One reason it’s better to start with food is because “diet is, by definition, more balanced,” says Emanuela Taioli, M.D., director of the Institute for Translational Epidemiology at the Icahn School of Medicine at Mount Sinai in New York City. Fruits and vegetables contain a whole host of nutrients that “probably act synergistically to deliver health benefits,” the authors of an editorial accompanying the task force recommendations write. And the feeling of being full will kick in before you can consume too much of any one vitamin or mineral, Taioli adds.

Small supplements, on the other hand, can be particularly potent. Amounts of vitamin A crammed into pill form vary widely, but 3,000 micrograms — that’s 333 percent of the recommended daily value — is common, according to the National Institutes of Health’s Office of Dietary Supplements. And if you take that alongside other supplements, like a multivitamin, it’s easy to overdo it.

Tsourounis sees this all the time, especially among older adults. “When I have them bring in all the supplements that they’re taking, it is so common to see that they may be taking three different supplements.
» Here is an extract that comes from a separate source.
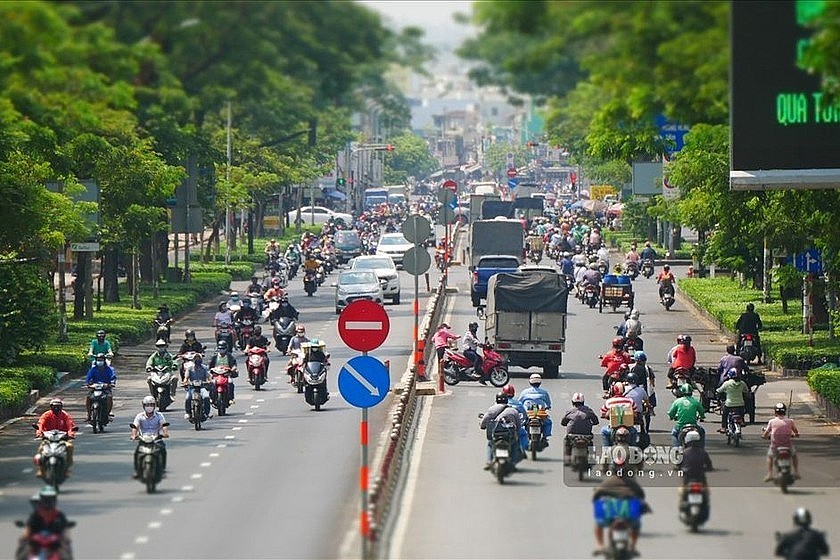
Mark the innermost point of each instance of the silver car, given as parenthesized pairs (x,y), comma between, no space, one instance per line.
(385,269)
(353,285)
And they may be unrelated — maybe one they’re taking for overall health, one could be for knee pain, one could be for sleep — but yet they may share similar vitamins or similar ingredients. And when taken together, it may exceed what they should be ingesting on a daily basis,” she says. One study published in The Journal of Nutrition found that almost 30 percent of older adults in the U.S. take four or more supplements.
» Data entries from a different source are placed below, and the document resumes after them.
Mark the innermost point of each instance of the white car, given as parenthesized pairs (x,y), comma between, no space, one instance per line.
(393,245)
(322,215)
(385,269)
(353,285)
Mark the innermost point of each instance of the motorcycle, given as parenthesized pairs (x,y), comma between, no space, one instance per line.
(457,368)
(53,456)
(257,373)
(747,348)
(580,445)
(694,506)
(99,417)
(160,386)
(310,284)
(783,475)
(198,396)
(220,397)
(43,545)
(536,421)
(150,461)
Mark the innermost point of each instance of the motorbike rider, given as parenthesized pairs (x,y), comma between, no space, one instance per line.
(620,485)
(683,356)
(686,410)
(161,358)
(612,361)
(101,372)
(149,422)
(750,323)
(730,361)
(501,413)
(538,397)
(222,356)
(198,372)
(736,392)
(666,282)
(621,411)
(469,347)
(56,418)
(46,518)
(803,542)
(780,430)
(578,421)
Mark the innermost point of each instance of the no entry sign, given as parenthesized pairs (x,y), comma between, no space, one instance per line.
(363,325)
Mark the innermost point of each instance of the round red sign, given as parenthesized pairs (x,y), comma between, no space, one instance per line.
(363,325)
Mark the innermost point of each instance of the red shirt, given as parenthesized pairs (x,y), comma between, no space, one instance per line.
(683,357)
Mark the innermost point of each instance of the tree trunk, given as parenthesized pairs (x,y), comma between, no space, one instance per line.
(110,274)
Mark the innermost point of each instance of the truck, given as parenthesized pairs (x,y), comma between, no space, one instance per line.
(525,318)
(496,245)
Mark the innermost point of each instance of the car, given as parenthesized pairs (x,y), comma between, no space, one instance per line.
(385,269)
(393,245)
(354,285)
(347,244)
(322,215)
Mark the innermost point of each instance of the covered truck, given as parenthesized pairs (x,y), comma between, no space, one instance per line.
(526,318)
High doses of certain supplements, including vitamin A, can be downright dangerous because they’re not soluble in water and the body can’t flush the excess away. But since the body converts only as much vitamin A from beta-carotene as it needs, beta-carotene supplementation comes with fewer potential side effects, like yellowing of the skin, dizziness, diarrhea and joint pain. Still, it’s important to be cautious.

Beta-carotene supplements can also interact with a few medications, including some statins and some cholesterol-lowering drugs, as well as the weight-loss drug orlistat (Alli, Xenical). “And again, if [someone] has a history of smoking or asbestos exposure, I might be a little more cautious now,” Shepherd says.
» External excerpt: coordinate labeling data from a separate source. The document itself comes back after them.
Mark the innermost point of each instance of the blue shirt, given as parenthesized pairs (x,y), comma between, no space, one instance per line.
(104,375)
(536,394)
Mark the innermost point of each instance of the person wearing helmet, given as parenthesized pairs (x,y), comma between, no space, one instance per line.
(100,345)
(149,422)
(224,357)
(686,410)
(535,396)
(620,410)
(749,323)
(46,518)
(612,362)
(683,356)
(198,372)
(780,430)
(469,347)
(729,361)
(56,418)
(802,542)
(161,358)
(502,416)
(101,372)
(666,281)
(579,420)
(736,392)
Before starting any supplement, it’s always a good idea to talk to a doctor to discuss the benefits and potential harms, says Taioli, who adds that “there is no harm to a healthy diet.”

And if you’re interested in lowering your risks for heart disease and cancer, don’t neglect the everyday actions that experts say can help: Exercise regularly, limit your alcohol intake, avoid smoking and eat plenty of healthy foods.

“If somebody was on a tight budget, I think they could make better choices about spending their money on things that are going to be much more helpful for them than a supplement, unless their physician prescribed it for some reason,” Shepherd says.